CGI Output

Every CGI script must print a header line, which the server uses to build the full HTTP headers of its response. If your CGI script produces invalid headers or no headers, the web server will generate a valid response for the client -- generally a Internal Server Error message.

Your CGI has the option of displaying full or partial headers. By default, CGI scripts should return only partial headers.

Partial Headers

CGI scripts must output one of the following three headers:

A Content-type header specifying the media type of the content that will follow
A Location header specifying a URL to redirect the client to
A Status header with a status that does not require additional data, such as No Response

Let's review each of these options.

Outputting documents

The most common response for CGI scripts is to return HTML. A script must indicate to the server the media type of content it is returning prior to outputting any content. This is why all of the CGI scripts you have seen in the previous examples contained the following line:

print "Content-type: text/html\n\n";

You can send other HTTP headers from a CGI script, but this header field is the minimum necessary in order to output a document. HTML documents are by no means the only form of media type that may be outputted by CGI scripts. By specifying a different media type, you can output any type of document that you can imagine. For example, Example 3-4 later in this chapter shows how to return a dynamic image.

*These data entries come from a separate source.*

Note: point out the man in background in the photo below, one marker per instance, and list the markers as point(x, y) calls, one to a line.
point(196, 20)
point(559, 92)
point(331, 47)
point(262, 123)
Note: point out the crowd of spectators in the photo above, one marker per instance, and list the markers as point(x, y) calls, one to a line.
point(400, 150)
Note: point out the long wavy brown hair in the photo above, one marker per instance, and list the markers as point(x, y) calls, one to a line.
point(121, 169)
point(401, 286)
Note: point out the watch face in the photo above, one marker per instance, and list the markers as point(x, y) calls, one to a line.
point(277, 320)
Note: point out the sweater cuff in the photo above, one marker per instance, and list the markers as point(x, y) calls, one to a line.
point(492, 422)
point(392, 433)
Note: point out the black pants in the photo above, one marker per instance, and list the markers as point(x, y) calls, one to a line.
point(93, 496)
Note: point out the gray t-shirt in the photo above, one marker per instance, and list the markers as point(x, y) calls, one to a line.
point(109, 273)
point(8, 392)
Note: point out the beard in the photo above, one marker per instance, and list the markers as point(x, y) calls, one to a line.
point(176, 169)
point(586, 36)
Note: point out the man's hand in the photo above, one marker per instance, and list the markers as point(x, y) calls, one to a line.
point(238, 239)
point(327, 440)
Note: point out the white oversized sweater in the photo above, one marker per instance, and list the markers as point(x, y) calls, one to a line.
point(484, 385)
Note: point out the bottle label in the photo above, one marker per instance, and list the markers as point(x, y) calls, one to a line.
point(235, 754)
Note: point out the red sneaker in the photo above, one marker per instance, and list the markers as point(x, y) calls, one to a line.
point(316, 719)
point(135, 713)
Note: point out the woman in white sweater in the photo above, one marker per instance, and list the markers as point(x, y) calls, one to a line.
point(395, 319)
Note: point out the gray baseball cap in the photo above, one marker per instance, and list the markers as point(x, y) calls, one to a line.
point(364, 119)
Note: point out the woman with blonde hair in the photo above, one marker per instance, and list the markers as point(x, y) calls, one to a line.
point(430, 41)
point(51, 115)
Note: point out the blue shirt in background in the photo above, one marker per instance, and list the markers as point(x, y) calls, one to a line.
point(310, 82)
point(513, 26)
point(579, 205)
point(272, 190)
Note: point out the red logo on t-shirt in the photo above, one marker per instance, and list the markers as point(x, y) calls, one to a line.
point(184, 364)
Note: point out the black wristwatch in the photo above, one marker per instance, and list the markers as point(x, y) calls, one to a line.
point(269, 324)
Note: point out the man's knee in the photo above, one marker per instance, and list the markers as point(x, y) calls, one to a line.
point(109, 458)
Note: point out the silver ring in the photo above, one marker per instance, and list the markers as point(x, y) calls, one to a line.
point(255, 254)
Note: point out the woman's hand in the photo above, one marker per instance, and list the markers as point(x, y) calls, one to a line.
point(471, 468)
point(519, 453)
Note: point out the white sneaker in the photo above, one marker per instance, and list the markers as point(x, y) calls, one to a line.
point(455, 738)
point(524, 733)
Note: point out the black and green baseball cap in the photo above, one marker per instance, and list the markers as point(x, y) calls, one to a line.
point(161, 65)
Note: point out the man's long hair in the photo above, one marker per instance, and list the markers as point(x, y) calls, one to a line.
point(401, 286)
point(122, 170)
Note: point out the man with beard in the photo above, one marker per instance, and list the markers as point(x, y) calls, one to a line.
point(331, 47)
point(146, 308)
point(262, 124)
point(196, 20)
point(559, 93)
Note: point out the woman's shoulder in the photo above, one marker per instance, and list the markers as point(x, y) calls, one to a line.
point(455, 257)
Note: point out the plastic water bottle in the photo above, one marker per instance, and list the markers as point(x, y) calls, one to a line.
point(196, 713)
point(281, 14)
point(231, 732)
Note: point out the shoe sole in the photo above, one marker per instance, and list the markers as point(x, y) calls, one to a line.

The two newlines at the end the Content-type header tell the web server that this is the last header line and that subsequent lines are part of the body of the message. This correlates to the extra CRLF that we discussed in the last chapter, which separates HTTP headers from the content body (see the upcoming sidebar, the sidebar "Line Endings").

Line Endings

Many operating systems use different combinations of line feeds and carriage returns to represent the end of a line of text. Unix systems use a line feed; Macintosh systems use a carriage return; and Microsoft systems use both a carriage return and a line feed, often abbreviated as CRLF. HTTP headers require a CRLF as well -- each header line must end with a carriage return and a line feed.
In Perl (on Unix), a line feed is represented as "n", and a carriage return is represented as "r". Thus, you may wonder why our previous examples have included this:
print "Content-type: text/html\n\n";
and not this:
print "Content-type: text/html\r\n\r\n";
The second format would work, but only if your script runs on Unix. Because Perl both began on Unix and has become a cross-platform language, printing "\n" in a script will always output the operating system's default line ending.
There is a simple solution. CGI requires that the web server translate your operating system's conventional line ending into a CRLF for you. Thus for the sake of portability, it is always best practice to print a simple line feed ("n"): Perl will output the operating system's default line ending, and the web server will automatically convert this to the CRLF required by HTTP.

Forwarding to another URL

Sometimes, it's not necessary to build an HTML document with your CGI script. In fact, unless the output varies from one visit to another, it is a good idea to create a simple, static HTML page (in addition to the CGI script), and forward the user to that page by using the Location header. Why? Interface changes are far more common than program logic changes, and it is much easier to reformat an HTML page than to make changes to a CGI script. Plus, if you have multiple CGI scripts that return the same message, then having them all forward to a common document reduces the number of resources you need to maintain. Finally, you get better performance. Perl is fast, but your web server will always be faster. It's a good idea to take advantage of any opportunity you have to shift work from your CGI scripts to your web server.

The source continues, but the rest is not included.